In 1982 he revisited the country and fell in love with its people and culture for a second time.

Michael Ashcroft is now a major investor in Belize. He also funds educational charitable projects in Belize and neighbouring islands.

Between 1998 – 2000 he was the Belizean Ambassador to the United Nations. He was nominated for his knighthood by the Belizean government.

All of which is fair enough, but doesn’t exactly scream suitability for the UK legislature. I fear that Lord Ashcroft would fail Lord Tebbit’s cricket test.
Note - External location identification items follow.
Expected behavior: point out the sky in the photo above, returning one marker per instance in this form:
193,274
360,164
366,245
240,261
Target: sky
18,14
But the point of my post is not (just) to make cheap shots at Ashcrofts expense. It is to question whether, in the light of this and the ongoing debate over Parliamentarians and expenses, it is time for the Lib Dems to revisit their policy banning members of the House of Lords from working for lobbying companies.

The Lords Parliamentary Party has consistently blocked these proposals on the grounds that many peers require supplementary income. Since then, two facts have emerged which undermine this argument.

First of all, the level of expenses which peers can claim for has become apparent – £37,000 tax free. Secondly, those unwilling to give up their cushy lobbying jobs have a simple option: take a long term leave of absence. If Andrew Phillips can do that, so can Tim Clement-Jones.

Should we have another go at this at the autumn party conference? In the current climate it seems to me this is one loophole we can’t afford to leave gaping.